Time’s current issue is chock-full of Callie Shell photos, the news magazine benefiting from her incredible access to the first family on inauguration day. But on Jan 5, Shell took pictures in a very different role than her journalistic one—allowing her work to be sent out as official White House transition press releases.
Shell’s dual roles have blurred the lines of journalism, leaving Time embarrassed and White House photographers stewing.
The article continues:
[The day after the inauguration], Time.com published the first photo of Obama in the oval office—a much-talked-about shot of the new president on the phone at his desk, coolly breaking Bush White House tradition of appearing sans jacket.

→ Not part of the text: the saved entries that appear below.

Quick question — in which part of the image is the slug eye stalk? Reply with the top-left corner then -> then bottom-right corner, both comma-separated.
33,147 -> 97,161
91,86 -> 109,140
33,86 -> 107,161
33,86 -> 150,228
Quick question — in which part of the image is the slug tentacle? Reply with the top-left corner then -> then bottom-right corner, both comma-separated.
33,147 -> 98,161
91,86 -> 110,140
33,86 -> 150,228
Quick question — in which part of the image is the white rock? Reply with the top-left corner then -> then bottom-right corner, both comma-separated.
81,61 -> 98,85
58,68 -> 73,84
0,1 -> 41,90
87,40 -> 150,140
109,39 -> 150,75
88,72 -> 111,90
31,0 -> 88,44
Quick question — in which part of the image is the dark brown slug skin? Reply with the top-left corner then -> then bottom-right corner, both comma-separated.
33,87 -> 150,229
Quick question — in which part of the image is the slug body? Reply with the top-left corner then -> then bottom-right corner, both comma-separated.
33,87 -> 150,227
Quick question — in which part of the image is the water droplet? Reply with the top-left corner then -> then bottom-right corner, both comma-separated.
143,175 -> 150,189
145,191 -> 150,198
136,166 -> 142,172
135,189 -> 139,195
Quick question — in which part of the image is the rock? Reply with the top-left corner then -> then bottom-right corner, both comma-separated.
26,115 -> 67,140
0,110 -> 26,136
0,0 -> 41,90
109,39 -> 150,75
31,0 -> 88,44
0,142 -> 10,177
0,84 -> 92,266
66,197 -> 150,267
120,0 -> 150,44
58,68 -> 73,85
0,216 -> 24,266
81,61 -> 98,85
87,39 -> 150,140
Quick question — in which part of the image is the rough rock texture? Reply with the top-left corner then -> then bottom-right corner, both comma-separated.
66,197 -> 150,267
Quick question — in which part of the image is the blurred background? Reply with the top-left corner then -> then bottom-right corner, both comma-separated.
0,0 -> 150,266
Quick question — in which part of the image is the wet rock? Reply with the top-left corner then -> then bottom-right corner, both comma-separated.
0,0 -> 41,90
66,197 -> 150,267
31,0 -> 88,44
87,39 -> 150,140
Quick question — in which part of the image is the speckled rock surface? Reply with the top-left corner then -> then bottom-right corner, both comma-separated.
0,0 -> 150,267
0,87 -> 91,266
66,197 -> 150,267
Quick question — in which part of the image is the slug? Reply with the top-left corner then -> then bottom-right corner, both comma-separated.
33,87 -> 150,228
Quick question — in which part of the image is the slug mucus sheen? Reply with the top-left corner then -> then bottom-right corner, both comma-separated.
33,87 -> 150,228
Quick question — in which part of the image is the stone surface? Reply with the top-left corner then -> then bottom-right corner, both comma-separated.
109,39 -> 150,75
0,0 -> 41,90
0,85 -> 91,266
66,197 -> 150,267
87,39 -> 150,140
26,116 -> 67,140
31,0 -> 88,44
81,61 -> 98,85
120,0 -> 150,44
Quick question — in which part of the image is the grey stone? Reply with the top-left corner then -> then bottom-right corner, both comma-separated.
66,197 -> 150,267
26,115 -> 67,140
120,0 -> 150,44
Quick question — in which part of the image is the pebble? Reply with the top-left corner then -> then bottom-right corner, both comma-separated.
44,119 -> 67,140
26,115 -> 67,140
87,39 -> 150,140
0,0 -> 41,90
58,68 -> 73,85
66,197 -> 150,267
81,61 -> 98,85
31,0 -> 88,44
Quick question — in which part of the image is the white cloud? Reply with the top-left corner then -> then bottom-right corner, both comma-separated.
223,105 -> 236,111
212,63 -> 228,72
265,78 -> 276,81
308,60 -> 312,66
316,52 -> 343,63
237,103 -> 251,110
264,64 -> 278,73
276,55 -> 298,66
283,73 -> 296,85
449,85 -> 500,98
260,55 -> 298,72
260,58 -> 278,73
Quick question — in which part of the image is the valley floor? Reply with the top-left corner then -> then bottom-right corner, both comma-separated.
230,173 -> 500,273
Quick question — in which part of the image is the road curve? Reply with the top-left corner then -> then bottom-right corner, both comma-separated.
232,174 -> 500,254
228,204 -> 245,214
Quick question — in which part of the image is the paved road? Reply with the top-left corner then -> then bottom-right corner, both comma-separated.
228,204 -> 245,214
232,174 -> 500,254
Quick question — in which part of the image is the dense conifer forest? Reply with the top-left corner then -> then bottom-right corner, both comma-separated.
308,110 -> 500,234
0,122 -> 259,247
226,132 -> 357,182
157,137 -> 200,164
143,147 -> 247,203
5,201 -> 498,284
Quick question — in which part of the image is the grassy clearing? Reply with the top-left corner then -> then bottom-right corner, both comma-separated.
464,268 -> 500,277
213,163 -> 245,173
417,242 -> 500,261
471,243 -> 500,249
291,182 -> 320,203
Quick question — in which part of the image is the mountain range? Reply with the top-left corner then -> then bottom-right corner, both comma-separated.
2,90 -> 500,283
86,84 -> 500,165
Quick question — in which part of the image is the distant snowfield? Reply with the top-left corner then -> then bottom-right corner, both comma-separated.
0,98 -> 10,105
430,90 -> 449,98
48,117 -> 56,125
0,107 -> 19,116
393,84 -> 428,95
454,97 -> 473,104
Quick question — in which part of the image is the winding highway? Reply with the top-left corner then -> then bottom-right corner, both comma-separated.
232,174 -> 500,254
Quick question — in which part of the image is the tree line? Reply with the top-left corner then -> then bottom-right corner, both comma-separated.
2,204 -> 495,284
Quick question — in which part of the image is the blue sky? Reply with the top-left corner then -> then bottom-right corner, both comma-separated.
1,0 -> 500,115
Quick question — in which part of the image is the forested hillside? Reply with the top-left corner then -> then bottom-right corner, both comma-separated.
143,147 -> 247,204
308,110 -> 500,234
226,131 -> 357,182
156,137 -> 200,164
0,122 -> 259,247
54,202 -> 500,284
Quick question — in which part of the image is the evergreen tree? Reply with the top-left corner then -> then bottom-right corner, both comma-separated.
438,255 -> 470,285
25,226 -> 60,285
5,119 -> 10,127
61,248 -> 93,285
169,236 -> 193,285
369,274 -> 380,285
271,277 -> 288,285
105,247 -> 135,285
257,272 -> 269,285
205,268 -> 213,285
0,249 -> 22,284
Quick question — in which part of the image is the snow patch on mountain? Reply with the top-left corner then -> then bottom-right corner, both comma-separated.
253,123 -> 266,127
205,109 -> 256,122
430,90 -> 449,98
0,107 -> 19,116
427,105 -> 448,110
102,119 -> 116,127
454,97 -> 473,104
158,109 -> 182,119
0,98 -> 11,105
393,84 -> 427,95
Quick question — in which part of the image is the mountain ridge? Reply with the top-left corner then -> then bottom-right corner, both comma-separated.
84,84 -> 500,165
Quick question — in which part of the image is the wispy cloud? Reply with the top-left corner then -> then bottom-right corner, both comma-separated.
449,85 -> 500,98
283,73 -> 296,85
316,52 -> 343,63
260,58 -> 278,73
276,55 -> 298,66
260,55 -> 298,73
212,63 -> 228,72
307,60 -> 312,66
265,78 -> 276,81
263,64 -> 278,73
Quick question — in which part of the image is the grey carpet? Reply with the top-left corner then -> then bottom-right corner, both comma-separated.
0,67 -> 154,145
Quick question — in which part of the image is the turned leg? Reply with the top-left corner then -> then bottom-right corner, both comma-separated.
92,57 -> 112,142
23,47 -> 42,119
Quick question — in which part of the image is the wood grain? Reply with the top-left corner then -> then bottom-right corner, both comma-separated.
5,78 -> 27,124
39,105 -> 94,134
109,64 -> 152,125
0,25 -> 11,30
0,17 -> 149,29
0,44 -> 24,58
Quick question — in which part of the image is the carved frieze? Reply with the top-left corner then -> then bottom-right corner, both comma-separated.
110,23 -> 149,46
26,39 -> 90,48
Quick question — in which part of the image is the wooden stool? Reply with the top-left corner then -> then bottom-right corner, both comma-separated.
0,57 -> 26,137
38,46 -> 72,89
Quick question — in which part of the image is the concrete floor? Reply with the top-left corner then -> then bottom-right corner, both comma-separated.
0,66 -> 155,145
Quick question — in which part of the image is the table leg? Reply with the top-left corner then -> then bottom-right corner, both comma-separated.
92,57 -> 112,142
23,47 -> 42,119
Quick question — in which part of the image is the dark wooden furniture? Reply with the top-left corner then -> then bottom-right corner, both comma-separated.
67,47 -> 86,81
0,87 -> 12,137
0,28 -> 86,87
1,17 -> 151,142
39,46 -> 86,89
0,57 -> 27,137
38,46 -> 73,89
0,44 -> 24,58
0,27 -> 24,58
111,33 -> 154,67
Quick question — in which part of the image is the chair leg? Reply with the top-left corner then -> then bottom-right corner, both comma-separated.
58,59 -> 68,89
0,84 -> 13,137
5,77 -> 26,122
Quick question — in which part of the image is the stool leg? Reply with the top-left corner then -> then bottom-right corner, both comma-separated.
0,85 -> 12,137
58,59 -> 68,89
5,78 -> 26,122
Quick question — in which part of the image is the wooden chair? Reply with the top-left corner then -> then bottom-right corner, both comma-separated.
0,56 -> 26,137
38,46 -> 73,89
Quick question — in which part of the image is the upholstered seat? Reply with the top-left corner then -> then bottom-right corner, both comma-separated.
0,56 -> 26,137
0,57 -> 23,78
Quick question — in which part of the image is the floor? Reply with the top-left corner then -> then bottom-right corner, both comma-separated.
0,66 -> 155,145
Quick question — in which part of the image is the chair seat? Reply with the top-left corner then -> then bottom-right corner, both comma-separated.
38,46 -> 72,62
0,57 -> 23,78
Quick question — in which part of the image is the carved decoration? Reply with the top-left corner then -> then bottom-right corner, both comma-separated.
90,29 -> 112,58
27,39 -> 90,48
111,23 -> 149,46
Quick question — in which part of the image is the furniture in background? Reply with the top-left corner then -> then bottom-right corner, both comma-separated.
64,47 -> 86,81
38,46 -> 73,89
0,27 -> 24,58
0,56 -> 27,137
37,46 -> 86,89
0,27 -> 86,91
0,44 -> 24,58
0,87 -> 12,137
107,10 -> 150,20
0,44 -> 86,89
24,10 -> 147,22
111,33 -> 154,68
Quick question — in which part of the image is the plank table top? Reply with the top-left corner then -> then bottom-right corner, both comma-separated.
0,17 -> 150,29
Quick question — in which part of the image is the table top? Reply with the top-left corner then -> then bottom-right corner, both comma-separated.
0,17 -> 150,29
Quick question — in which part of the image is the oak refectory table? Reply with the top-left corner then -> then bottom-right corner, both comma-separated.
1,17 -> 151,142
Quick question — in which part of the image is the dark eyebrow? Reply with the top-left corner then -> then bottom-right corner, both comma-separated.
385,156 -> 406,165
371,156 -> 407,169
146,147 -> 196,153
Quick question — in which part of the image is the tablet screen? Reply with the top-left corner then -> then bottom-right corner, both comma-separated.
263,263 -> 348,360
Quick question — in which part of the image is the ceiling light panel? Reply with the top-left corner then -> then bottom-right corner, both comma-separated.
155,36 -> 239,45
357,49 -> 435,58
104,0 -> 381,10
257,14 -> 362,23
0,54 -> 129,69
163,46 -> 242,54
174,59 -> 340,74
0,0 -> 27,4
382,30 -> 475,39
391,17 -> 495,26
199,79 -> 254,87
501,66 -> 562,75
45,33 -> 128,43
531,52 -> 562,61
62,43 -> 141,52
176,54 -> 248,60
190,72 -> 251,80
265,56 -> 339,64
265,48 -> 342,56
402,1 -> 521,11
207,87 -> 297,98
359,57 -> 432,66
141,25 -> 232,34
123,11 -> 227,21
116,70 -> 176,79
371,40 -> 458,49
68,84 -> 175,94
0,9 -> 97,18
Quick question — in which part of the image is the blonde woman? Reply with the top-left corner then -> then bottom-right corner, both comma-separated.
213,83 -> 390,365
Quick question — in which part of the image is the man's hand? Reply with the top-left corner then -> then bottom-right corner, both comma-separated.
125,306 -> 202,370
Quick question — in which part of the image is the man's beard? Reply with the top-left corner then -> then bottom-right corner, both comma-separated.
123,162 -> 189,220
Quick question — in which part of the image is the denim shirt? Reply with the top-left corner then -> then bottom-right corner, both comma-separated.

Conversely, three wires services—the AP, Reuters, and Agence France-Presse—were not given access to the oval office, as is customary on day one, and later refused to distribute the White House-approved photos.
Michael Oreskes, the AP’s managing editor for U.S. News, called the approved shots “visual press releases.”
Oreskes comment hits on a common double standard between print journalism and photo-journalism. Of course, a newspaper editor wouldn’t plunk a White House press release verbatim on page one, but it’s more acceptable give A1 real estate to a White House-approved photo. . .
In Shell’s case, her friendly gestures—whether photographing the girls or giving away pictures—has seemed like a too-cozy relationship to some in the press corps.
“The real problem lies in the perception,” said one White House photographer. “Do [readers] think when they pick up Time magazine they are getting objective coverage?”
Look, this isn’t hard to understand. Shell does some moonlighting work for the Obama transition, pro bono. The Obama White House, in return for the favor and because it knows Shell’s work will be favorable, gives Time exclusive access to the Oval Office on inauguration day. Both Time and President Obama win. Journalistic integrity loses, but it usually does.